题目描述
Merge k sorted linked lists and return it as one sorted list. Analyze and describe its complexity.
解题思路
使用Priority Queue。这样保持每次取出的节点中是当前最小的,依次加入新的链表,从而得到合并的结果。
这个算法每个元素要读取一次,即是k*n次,然后每次读取元素要把新元素插入堆中要logk的复杂度,所以总时间复杂度是O(nklogk)。
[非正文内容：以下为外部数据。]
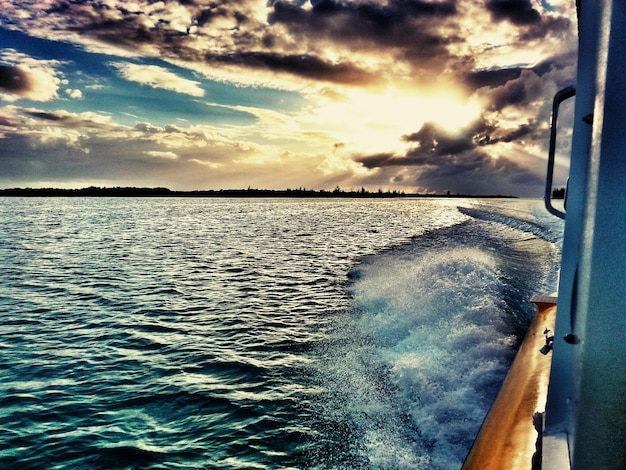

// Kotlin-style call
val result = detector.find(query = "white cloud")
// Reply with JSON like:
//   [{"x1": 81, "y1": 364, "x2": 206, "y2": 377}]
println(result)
[
  {"x1": 0, "y1": 49, "x2": 62, "y2": 102},
  {"x1": 111, "y1": 62, "x2": 204, "y2": 97}
]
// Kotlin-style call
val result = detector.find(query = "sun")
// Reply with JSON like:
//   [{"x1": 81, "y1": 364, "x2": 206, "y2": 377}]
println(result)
[{"x1": 308, "y1": 90, "x2": 481, "y2": 153}]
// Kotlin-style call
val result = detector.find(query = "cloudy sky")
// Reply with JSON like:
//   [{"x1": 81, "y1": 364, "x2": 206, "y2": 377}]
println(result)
[{"x1": 0, "y1": 0, "x2": 577, "y2": 196}]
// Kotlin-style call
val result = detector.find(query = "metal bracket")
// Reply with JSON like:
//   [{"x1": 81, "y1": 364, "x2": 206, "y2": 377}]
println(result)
[{"x1": 543, "y1": 86, "x2": 576, "y2": 219}]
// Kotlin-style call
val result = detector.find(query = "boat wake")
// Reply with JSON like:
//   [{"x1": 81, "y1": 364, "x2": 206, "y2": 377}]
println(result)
[{"x1": 313, "y1": 202, "x2": 556, "y2": 469}]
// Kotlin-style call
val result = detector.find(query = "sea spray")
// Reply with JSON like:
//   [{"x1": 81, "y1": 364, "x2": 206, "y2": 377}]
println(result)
[{"x1": 310, "y1": 207, "x2": 554, "y2": 469}]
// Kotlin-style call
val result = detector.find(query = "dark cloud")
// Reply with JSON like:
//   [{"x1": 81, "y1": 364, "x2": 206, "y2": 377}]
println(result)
[
  {"x1": 206, "y1": 52, "x2": 375, "y2": 85},
  {"x1": 16, "y1": 108, "x2": 114, "y2": 130},
  {"x1": 0, "y1": 65, "x2": 33, "y2": 95},
  {"x1": 269, "y1": 0, "x2": 460, "y2": 70},
  {"x1": 463, "y1": 67, "x2": 523, "y2": 90},
  {"x1": 486, "y1": 0, "x2": 541, "y2": 25}
]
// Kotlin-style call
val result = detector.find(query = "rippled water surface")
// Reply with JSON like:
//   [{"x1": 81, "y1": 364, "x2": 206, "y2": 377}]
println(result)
[{"x1": 0, "y1": 198, "x2": 559, "y2": 469}]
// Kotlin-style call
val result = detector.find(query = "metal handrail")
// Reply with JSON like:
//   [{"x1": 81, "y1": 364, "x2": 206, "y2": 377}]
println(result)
[{"x1": 543, "y1": 86, "x2": 576, "y2": 219}]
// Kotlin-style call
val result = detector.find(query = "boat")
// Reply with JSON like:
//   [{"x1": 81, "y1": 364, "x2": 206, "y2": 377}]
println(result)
[{"x1": 463, "y1": 0, "x2": 626, "y2": 470}]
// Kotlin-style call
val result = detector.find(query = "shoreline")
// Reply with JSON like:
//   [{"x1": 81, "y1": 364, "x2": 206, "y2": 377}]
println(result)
[{"x1": 0, "y1": 186, "x2": 517, "y2": 199}]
空间复杂度是堆的大小,即为O(k)。
Java代码实现
/**
* Definition for singly-linked list.
* public class ListNode {
* int val;
* ListNode next;
* ListNode(int x) { val = x; }
* }
*/
class Solution {
public ListNode mergeKLists(ListNode[] lists) {
if (lists == null || lists.length == 0) {
return null;
}
// new PriorityQueue<>(lists.length, Comparator.comparingInt(o -> o.val));
PriorityQueue<ListNode> pq = new PriorityQueue<>(lists.length, (o1, o2) -> {
return Integer.compare(o1.val, o2.val);
});
ListNode dummy = new ListNode(0);
ListNode walk = dummy;
for (ListNode node : lists) {
if (node != null) {
pq.offer(node);
}
}
while (!pq.isEmpty()) {
walk.next = pq.poll();
walk = walk.next;
if (walk.next != null) {
pq.add(walk.next);
}
}
return dummy.next;
}
}